Europe has quite a longstanding activity in auditing other authorities – be it from the mutual recognition agreements (MRAs), where we have to establish an equivalency, or be it through the joint audit program established in Europe where we assess each other to see [if we still comply] with everything.

We are working on a module of this joint audit program checklist to include active substances. This will also be the basis for carrying out audits of those third country authorities so that we can them deem them to be equivalent.  Then they can enter onto the list established by the European Commission and you do not then need the written statement for importing active substances into Europe.

This work, at the legislative level, shall be done between the European Commission and the agency. This is not done just once.  It is actually once and then you get them on the list. But it also has to be maintained.

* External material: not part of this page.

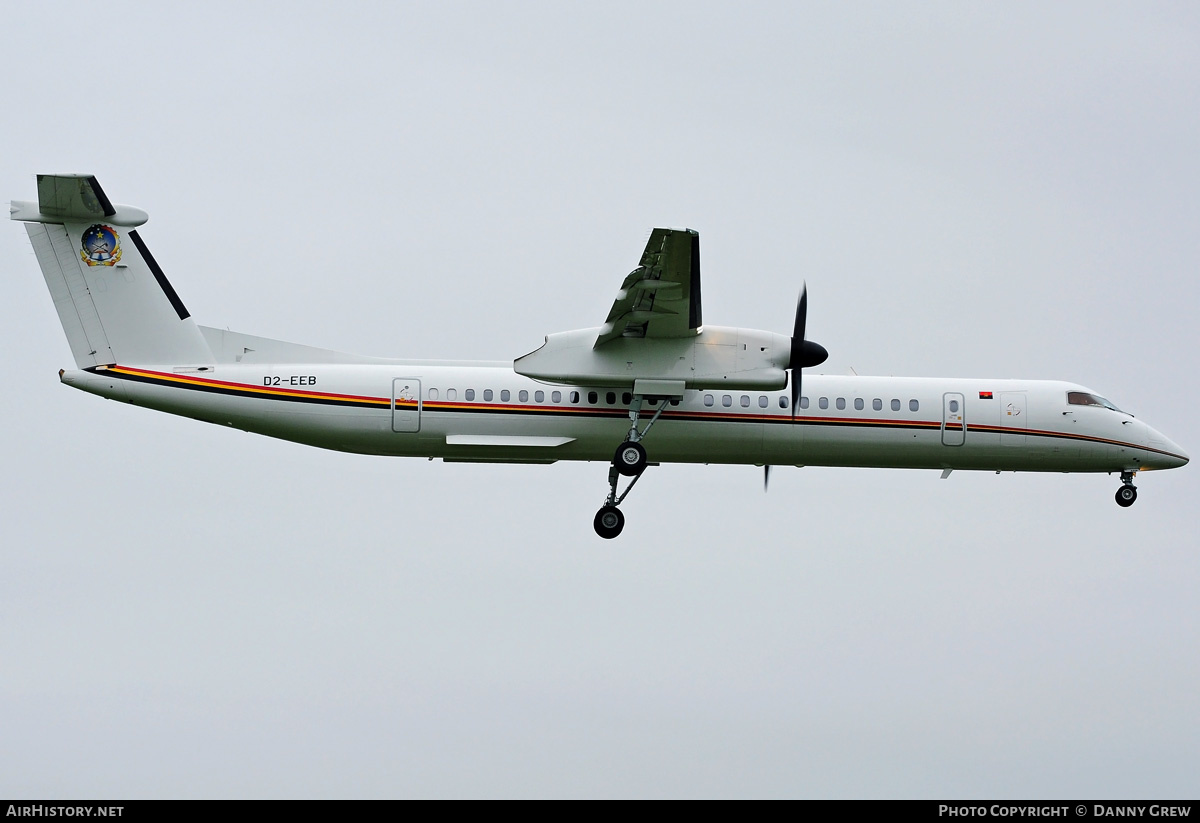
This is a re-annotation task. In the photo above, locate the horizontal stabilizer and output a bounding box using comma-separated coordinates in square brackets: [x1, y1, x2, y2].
[11, 174, 214, 368]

It would be a very similar system to what we currently have in Europe, so that we will have to do repeat audits in those countries.

We have already established international collaborations – for example, MRAs. [The MRA partners] are not automatically on the list.  Having cooperated with them for so many years and knowing quite a lot about them, the audits to be carried out might be a little bit simpler. But they will also have to basically be looked at to be put on the list, the same as with the collaboration countries in PIC/S.  There are quite a number of countries which you have to put on the list.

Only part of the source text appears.